Afferent connections to the lateral hypothalamus: A horseradish peroxidase study in the rat

Horseradish peroxidase, 13% Sigma Type VI, was administered iontophoretically to the mid lateral hypothalamus (LH) of male hooded rats. Animals were perfused intracardially on the following day and brains were removed and sliced in the coronal or sagittal planes into 30–50 μm sections. Sections were processed with DAB and BDH for the brown and blue reaction products and later examined by bright and dark field microscopy for the presence and location of retrogradely labeled neurons.
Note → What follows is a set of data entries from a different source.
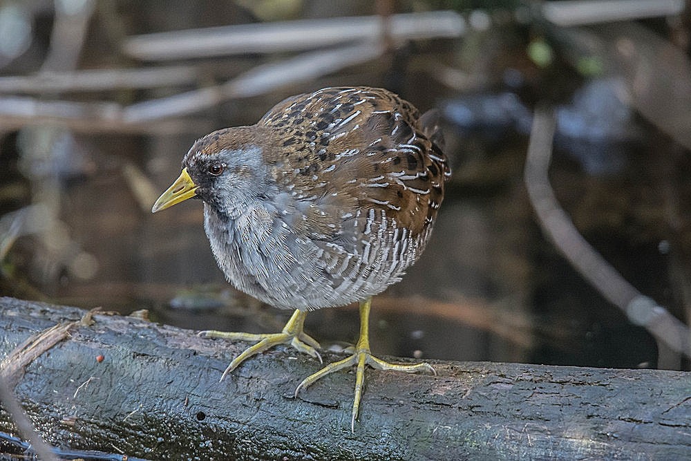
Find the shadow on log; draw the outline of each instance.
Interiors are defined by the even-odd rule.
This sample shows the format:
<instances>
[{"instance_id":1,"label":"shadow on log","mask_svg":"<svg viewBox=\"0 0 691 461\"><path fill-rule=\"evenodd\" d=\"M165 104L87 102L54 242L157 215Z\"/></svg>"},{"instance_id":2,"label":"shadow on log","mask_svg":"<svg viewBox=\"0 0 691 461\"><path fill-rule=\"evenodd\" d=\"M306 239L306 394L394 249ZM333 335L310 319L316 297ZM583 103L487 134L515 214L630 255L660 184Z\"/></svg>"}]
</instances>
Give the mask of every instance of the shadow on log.
<instances>
[{"instance_id":1,"label":"shadow on log","mask_svg":"<svg viewBox=\"0 0 691 461\"><path fill-rule=\"evenodd\" d=\"M294 399L320 366L279 348L219 382L245 344L117 315L95 313L89 324L85 313L0 298L1 371L56 447L151 460L691 459L688 373L441 361L432 362L436 377L370 369L352 433L352 373ZM76 323L64 339L10 373L18 345L66 322ZM0 411L0 431L15 430Z\"/></svg>"}]
</instances>

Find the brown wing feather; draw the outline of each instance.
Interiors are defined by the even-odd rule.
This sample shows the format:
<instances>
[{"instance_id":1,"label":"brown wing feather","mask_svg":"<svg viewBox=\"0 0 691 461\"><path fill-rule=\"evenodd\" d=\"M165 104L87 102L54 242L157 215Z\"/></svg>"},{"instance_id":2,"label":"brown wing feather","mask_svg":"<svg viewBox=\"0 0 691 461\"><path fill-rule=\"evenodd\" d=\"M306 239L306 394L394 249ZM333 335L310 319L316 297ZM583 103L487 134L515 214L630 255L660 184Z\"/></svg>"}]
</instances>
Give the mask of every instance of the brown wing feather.
<instances>
[{"instance_id":1,"label":"brown wing feather","mask_svg":"<svg viewBox=\"0 0 691 461\"><path fill-rule=\"evenodd\" d=\"M449 174L433 114L386 90L330 88L279 103L258 125L283 140L265 153L279 183L319 198L312 224L373 208L415 236L433 220Z\"/></svg>"}]
</instances>

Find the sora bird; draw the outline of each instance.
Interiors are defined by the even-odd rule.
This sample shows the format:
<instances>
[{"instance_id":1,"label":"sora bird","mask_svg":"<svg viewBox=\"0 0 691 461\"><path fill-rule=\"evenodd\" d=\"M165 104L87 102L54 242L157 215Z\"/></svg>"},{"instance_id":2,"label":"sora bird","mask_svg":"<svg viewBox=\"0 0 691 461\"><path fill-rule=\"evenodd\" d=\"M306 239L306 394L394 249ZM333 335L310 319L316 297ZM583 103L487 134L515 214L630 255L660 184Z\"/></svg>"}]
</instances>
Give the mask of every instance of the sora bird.
<instances>
[{"instance_id":1,"label":"sora bird","mask_svg":"<svg viewBox=\"0 0 691 461\"><path fill-rule=\"evenodd\" d=\"M214 256L238 290L294 309L280 333L202 332L256 341L228 366L278 344L321 361L303 331L307 312L352 302L360 335L350 357L305 378L356 366L351 430L366 365L435 373L428 364L386 362L370 352L372 297L401 280L430 239L451 171L435 112L381 88L327 88L285 100L251 126L202 138L156 212L188 198L204 202Z\"/></svg>"}]
</instances>

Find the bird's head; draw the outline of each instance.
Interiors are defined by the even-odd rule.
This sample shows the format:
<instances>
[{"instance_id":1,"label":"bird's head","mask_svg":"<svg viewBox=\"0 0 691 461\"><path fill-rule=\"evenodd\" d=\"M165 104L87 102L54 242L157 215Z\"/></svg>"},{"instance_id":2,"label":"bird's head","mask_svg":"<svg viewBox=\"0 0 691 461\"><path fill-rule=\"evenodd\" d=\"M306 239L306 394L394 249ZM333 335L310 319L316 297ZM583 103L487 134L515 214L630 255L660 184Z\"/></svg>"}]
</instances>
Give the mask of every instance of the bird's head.
<instances>
[{"instance_id":1,"label":"bird's head","mask_svg":"<svg viewBox=\"0 0 691 461\"><path fill-rule=\"evenodd\" d=\"M266 138L256 126L214 131L202 138L182 159L182 171L151 209L165 209L200 198L217 212L236 216L265 195L269 170L263 158Z\"/></svg>"}]
</instances>

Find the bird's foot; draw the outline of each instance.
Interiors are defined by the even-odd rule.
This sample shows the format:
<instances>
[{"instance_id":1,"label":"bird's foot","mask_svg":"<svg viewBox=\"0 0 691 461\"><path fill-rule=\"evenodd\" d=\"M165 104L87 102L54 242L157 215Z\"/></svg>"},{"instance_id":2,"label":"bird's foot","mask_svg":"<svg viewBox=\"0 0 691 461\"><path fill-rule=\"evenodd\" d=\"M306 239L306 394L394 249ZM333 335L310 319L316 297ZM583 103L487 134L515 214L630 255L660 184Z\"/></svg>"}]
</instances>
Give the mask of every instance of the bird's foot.
<instances>
[{"instance_id":1,"label":"bird's foot","mask_svg":"<svg viewBox=\"0 0 691 461\"><path fill-rule=\"evenodd\" d=\"M238 357L235 357L221 375L221 380L225 376L235 370L243 361L253 355L263 352L279 344L290 344L299 352L308 354L319 359L322 363L321 356L316 349L319 348L319 343L311 336L303 331L306 312L296 310L292 317L283 327L280 333L254 334L243 332L228 332L209 330L199 332L200 336L207 338L223 338L235 341L258 341L249 346Z\"/></svg>"},{"instance_id":2,"label":"bird's foot","mask_svg":"<svg viewBox=\"0 0 691 461\"><path fill-rule=\"evenodd\" d=\"M378 359L372 355L369 348L357 348L355 352L350 357L343 360L329 364L316 373L307 377L300 383L295 389L295 397L298 393L312 384L314 384L327 375L343 370L351 366L357 366L355 372L355 397L352 404L352 413L350 419L350 431L355 432L355 420L357 419L358 412L360 409L360 400L362 398L365 383L365 366L369 365L377 370L386 370L392 371L403 371L406 373L417 373L419 372L428 372L436 375L437 372L432 368L432 366L427 363L416 364L415 365L404 365L401 364L390 364L381 359Z\"/></svg>"}]
</instances>

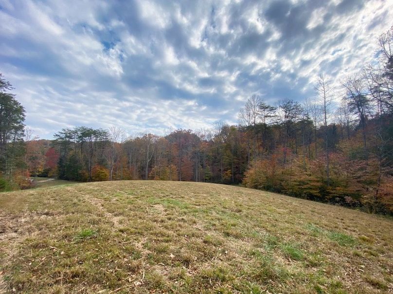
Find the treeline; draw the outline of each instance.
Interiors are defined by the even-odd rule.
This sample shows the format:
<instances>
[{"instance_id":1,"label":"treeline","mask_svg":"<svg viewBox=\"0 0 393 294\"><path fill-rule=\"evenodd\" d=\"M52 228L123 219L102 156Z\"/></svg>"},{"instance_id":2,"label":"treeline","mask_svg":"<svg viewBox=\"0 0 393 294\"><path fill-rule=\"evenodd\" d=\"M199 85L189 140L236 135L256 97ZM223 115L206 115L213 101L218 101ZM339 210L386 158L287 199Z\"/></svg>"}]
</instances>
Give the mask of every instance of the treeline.
<instances>
[{"instance_id":1,"label":"treeline","mask_svg":"<svg viewBox=\"0 0 393 294\"><path fill-rule=\"evenodd\" d=\"M24 160L10 161L4 154L19 154L23 143L17 123L0 148L1 171L11 177L24 166L31 175L80 181L241 184L392 213L393 28L378 44L377 60L341 86L320 76L315 97L302 103L287 98L269 105L252 96L236 126L132 137L119 128L80 127L62 130L52 141L31 140L25 132Z\"/></svg>"}]
</instances>

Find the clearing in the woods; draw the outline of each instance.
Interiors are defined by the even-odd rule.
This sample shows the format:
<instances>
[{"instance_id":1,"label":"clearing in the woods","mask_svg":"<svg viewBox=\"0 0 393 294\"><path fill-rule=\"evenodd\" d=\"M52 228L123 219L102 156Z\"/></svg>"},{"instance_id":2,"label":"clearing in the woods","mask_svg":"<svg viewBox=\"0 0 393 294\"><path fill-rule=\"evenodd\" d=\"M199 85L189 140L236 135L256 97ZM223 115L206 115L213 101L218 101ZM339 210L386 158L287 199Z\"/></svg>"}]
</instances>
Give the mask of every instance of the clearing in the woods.
<instances>
[{"instance_id":1,"label":"clearing in the woods","mask_svg":"<svg viewBox=\"0 0 393 294\"><path fill-rule=\"evenodd\" d=\"M0 194L0 293L384 293L393 221L222 185Z\"/></svg>"}]
</instances>

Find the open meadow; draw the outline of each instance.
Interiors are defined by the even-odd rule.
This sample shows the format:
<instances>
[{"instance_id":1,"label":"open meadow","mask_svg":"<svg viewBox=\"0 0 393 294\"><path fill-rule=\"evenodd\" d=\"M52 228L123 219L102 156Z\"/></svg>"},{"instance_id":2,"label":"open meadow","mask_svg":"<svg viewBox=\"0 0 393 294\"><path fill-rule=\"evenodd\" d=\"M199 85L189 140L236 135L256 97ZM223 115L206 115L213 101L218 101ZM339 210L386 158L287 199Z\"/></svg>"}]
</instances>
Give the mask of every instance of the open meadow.
<instances>
[{"instance_id":1,"label":"open meadow","mask_svg":"<svg viewBox=\"0 0 393 294\"><path fill-rule=\"evenodd\" d=\"M0 194L0 293L383 293L393 222L222 185Z\"/></svg>"}]
</instances>

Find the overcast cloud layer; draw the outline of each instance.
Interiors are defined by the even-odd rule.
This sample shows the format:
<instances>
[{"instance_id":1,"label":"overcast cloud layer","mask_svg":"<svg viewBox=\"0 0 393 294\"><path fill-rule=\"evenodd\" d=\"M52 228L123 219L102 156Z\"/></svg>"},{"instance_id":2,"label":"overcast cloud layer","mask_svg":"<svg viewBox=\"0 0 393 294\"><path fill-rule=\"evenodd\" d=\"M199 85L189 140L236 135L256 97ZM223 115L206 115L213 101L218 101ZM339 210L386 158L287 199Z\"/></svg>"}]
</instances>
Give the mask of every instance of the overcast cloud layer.
<instances>
[{"instance_id":1,"label":"overcast cloud layer","mask_svg":"<svg viewBox=\"0 0 393 294\"><path fill-rule=\"evenodd\" d=\"M0 0L0 72L41 137L163 134L236 123L253 94L312 96L319 74L339 81L372 60L392 20L379 0Z\"/></svg>"}]
</instances>

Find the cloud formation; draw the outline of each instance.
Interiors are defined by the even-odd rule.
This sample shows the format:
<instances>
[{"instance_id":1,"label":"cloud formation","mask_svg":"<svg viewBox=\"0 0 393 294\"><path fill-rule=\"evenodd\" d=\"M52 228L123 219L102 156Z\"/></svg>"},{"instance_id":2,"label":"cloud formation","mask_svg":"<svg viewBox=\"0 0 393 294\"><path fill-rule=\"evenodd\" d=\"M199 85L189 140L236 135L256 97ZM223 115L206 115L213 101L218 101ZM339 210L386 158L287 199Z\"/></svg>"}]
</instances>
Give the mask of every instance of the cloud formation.
<instances>
[{"instance_id":1,"label":"cloud formation","mask_svg":"<svg viewBox=\"0 0 393 294\"><path fill-rule=\"evenodd\" d=\"M0 0L0 72L26 124L128 133L236 123L245 100L314 95L372 60L393 19L382 0Z\"/></svg>"}]
</instances>

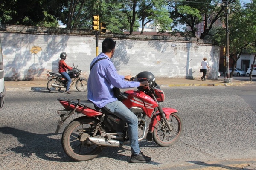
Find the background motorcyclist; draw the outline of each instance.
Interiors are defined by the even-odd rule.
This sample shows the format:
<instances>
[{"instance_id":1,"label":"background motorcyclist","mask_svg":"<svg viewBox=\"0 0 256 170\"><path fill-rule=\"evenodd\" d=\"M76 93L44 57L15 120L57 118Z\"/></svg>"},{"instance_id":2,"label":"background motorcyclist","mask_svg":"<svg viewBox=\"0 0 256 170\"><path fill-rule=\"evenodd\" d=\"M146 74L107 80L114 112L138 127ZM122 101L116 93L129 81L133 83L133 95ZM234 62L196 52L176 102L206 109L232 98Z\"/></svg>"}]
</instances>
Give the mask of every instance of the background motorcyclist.
<instances>
[{"instance_id":1,"label":"background motorcyclist","mask_svg":"<svg viewBox=\"0 0 256 170\"><path fill-rule=\"evenodd\" d=\"M68 94L70 94L69 88L70 86L72 81L70 77L67 73L67 69L72 70L73 68L67 65L65 62L65 60L67 59L67 55L65 52L61 52L60 55L60 58L61 59L59 61L58 63L59 73L61 74L63 77L66 78L67 80L67 83L65 92Z\"/></svg>"}]
</instances>

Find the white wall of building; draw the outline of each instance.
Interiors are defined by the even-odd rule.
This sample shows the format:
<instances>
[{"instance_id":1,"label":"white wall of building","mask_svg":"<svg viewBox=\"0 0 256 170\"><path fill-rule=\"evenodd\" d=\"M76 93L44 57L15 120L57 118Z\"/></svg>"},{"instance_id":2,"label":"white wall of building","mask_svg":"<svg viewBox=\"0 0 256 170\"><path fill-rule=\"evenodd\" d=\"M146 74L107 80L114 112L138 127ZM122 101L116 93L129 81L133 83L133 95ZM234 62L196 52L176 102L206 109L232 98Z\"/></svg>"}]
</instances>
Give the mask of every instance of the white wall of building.
<instances>
[{"instance_id":1,"label":"white wall of building","mask_svg":"<svg viewBox=\"0 0 256 170\"><path fill-rule=\"evenodd\" d=\"M89 74L95 57L94 36L37 35L1 32L5 78L20 80L45 79L46 71L58 71L60 54L68 54L66 63L74 63ZM99 41L101 51L103 39ZM198 42L116 39L115 54L111 59L121 75L135 76L143 71L156 77L199 78L204 57L212 69L208 78L218 78L219 47Z\"/></svg>"}]
</instances>

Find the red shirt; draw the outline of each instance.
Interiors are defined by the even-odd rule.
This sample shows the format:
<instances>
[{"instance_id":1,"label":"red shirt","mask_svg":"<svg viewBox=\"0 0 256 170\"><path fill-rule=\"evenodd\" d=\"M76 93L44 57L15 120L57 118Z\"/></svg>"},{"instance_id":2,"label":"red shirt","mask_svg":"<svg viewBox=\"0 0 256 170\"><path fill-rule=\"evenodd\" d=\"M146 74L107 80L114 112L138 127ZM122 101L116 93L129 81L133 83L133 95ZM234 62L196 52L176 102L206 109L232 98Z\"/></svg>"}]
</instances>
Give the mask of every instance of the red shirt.
<instances>
[{"instance_id":1,"label":"red shirt","mask_svg":"<svg viewBox=\"0 0 256 170\"><path fill-rule=\"evenodd\" d=\"M59 73L66 72L67 69L69 70L71 70L73 69L72 67L70 67L66 64L64 60L60 60L59 61Z\"/></svg>"}]
</instances>

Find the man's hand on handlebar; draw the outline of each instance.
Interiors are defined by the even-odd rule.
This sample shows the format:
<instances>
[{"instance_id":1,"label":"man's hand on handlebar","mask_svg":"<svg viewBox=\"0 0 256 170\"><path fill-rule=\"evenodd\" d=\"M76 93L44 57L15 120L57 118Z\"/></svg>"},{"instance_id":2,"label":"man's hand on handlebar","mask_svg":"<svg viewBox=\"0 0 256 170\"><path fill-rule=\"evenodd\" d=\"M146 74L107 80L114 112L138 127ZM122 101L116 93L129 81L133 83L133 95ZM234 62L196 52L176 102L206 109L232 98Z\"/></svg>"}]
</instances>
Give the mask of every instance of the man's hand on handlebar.
<instances>
[{"instance_id":1,"label":"man's hand on handlebar","mask_svg":"<svg viewBox=\"0 0 256 170\"><path fill-rule=\"evenodd\" d=\"M132 80L131 79L132 78L132 76L131 75L125 75L125 80L128 80L129 81L131 81Z\"/></svg>"}]
</instances>

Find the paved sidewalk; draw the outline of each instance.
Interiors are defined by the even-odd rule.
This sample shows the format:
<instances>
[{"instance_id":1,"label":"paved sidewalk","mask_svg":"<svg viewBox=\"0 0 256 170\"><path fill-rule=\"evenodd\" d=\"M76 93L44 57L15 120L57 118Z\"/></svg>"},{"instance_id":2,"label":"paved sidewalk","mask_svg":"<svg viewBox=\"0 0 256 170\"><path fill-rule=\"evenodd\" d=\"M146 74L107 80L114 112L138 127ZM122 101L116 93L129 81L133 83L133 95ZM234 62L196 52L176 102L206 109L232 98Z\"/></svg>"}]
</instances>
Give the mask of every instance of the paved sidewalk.
<instances>
[{"instance_id":1,"label":"paved sidewalk","mask_svg":"<svg viewBox=\"0 0 256 170\"><path fill-rule=\"evenodd\" d=\"M48 80L40 80L31 81L5 81L5 85L6 90L14 89L36 90L38 88L47 88ZM156 82L160 86L234 86L253 83L249 81L233 80L232 83L225 83L224 79L206 80L186 79L180 78L156 78Z\"/></svg>"}]
</instances>

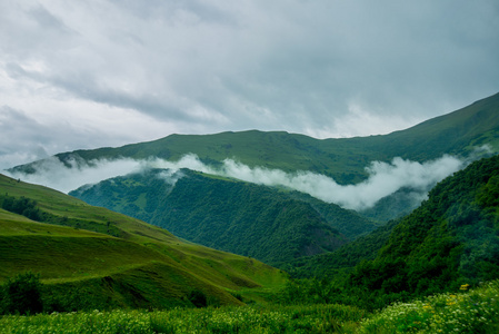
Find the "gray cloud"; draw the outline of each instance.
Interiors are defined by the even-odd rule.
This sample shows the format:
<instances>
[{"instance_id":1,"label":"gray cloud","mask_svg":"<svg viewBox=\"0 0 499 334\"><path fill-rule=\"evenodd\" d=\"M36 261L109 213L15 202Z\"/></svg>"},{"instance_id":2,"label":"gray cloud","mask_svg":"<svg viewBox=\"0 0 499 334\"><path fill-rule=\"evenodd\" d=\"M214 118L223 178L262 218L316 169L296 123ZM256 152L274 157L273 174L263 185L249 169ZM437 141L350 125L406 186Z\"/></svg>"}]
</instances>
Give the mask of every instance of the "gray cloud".
<instances>
[{"instance_id":1,"label":"gray cloud","mask_svg":"<svg viewBox=\"0 0 499 334\"><path fill-rule=\"evenodd\" d=\"M0 105L47 127L84 114L92 138L52 128L49 154L172 131L389 132L497 92L498 31L495 0L2 1ZM109 134L120 112L143 126Z\"/></svg>"}]
</instances>

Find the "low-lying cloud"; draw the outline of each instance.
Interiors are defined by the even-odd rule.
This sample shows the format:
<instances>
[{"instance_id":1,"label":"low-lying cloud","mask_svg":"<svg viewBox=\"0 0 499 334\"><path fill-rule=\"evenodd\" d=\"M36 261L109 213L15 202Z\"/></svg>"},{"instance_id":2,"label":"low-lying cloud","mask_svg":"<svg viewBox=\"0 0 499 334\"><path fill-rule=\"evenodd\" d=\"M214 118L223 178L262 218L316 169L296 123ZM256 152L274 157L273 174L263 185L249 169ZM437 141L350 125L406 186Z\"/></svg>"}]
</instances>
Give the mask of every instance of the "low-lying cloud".
<instances>
[{"instance_id":1,"label":"low-lying cloud","mask_svg":"<svg viewBox=\"0 0 499 334\"><path fill-rule=\"evenodd\" d=\"M211 167L192 154L183 156L178 161L158 158L147 160L121 158L87 163L74 158L67 164L70 168L52 157L39 163L36 174L7 174L24 181L41 184L69 193L86 184L96 184L111 177L140 173L146 168L168 168L172 170L188 168L259 185L283 186L307 193L327 203L338 204L343 208L362 210L372 207L381 198L401 188L410 188L418 200L421 200L438 181L463 168L467 163L449 155L422 164L399 157L393 158L390 163L372 161L366 167L369 177L356 185L339 185L328 176L311 171L286 173L280 169L249 167L232 159L223 160L220 167ZM170 179L173 176L176 179ZM172 185L179 177L181 177L179 174L173 173L163 175L166 181Z\"/></svg>"}]
</instances>

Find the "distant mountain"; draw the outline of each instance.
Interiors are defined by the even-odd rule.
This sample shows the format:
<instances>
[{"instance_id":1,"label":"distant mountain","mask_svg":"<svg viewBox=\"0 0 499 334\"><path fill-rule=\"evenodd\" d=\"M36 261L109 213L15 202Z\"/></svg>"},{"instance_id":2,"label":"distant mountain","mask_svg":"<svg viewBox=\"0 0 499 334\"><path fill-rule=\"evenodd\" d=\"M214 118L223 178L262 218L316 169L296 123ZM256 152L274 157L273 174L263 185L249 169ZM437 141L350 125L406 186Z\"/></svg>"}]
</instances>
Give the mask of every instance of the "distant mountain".
<instances>
[{"instance_id":1,"label":"distant mountain","mask_svg":"<svg viewBox=\"0 0 499 334\"><path fill-rule=\"evenodd\" d=\"M261 166L285 171L310 170L330 176L340 184L355 184L368 176L365 168L375 160L390 161L393 157L401 157L427 161L443 154L467 156L483 145L499 151L499 94L409 129L383 136L319 140L303 135L257 130L171 135L149 143L76 150L56 157L66 163L120 157L178 160L186 154L196 154L203 163L212 166L231 158L250 167ZM34 173L38 166L40 161L11 170Z\"/></svg>"},{"instance_id":2,"label":"distant mountain","mask_svg":"<svg viewBox=\"0 0 499 334\"><path fill-rule=\"evenodd\" d=\"M355 212L300 193L188 169L149 169L70 195L269 264L331 252L376 228Z\"/></svg>"},{"instance_id":3,"label":"distant mountain","mask_svg":"<svg viewBox=\"0 0 499 334\"><path fill-rule=\"evenodd\" d=\"M286 275L257 259L0 175L0 283L41 275L48 311L240 305ZM234 294L238 294L238 298Z\"/></svg>"}]
</instances>

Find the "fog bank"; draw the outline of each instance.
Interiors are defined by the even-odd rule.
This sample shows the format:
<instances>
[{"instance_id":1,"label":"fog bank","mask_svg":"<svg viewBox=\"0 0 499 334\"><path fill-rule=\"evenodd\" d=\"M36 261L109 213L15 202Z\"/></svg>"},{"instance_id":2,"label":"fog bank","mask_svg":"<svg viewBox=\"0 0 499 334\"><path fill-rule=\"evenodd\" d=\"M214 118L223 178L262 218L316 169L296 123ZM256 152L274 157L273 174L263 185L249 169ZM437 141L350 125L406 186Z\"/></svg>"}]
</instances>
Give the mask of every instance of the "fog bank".
<instances>
[{"instance_id":1,"label":"fog bank","mask_svg":"<svg viewBox=\"0 0 499 334\"><path fill-rule=\"evenodd\" d=\"M67 163L70 168L52 157L38 164L36 174L6 174L23 181L69 193L86 184L96 184L111 177L140 173L146 168L169 168L172 170L189 168L259 185L285 186L307 193L323 202L338 204L343 208L361 210L372 207L379 199L401 188L411 188L418 200L421 200L438 181L466 165L463 160L448 155L423 164L396 157L390 163L372 161L366 167L369 177L365 181L345 186L337 184L335 179L328 176L311 171L286 173L280 169L249 167L232 159L226 159L221 167L214 168L203 164L192 154L183 156L178 161L158 158L147 160L121 158L87 163L74 158ZM172 175L164 174L164 180L174 184L176 180L169 179L169 176ZM176 177L178 178L178 176Z\"/></svg>"}]
</instances>

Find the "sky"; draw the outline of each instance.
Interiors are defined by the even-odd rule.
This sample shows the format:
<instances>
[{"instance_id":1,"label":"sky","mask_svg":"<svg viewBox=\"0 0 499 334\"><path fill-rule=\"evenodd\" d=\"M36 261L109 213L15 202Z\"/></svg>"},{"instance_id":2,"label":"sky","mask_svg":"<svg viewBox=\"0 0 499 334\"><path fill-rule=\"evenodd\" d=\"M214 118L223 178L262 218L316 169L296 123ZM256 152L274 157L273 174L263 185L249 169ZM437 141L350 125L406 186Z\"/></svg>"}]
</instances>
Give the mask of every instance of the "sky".
<instances>
[{"instance_id":1,"label":"sky","mask_svg":"<svg viewBox=\"0 0 499 334\"><path fill-rule=\"evenodd\" d=\"M497 0L0 0L0 169L171 134L388 134L499 91Z\"/></svg>"}]
</instances>

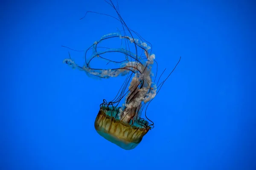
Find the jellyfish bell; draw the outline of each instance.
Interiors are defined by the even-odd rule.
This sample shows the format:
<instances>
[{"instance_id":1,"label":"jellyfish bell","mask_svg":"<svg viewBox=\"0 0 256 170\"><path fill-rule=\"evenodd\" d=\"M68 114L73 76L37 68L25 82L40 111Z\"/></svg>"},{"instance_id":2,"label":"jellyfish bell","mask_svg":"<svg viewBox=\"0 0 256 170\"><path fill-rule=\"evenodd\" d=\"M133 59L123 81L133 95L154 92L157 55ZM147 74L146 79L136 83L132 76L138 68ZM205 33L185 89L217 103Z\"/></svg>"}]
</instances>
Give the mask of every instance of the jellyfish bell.
<instances>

Results indicate that a significant number of afferent connections to the LH originate in the olfactory and accumbens nuclei, pyriform cortex, olfactory tracts, magnocellular and medial preoptic and anterior hypothalamic regions, stria terminalis, stria hypothalamic tract, diagonal tract of Broca, caudate-putamen and globus pallidus, internal capsule, lateral septal nuclei, lateral preoptic area and anterior medial forebrain bundle, the various amygdaloid nuclei, zona incerta, perifornical region, dorsal and ventral medial hypothalamic areas, supraoptic, paraventricular and periventricular nuclei, posterior hypothalamus and medial forebrain bundle, ventral thalamic nuclei, the fields of Forel, arcuate and mammillary nuclei, adjacent to the fasciculus retroflexus, in the ventral tegmental area of Tsai, interpeduncular nucleus, substantia nigra, mesencephalic reticular formation, periaqueductal gray, locus coeruleus and parabrachial region. Results are discussed in terms of previous anatomical and neurophysiological data, probable pathways, and the function of LH neurons.     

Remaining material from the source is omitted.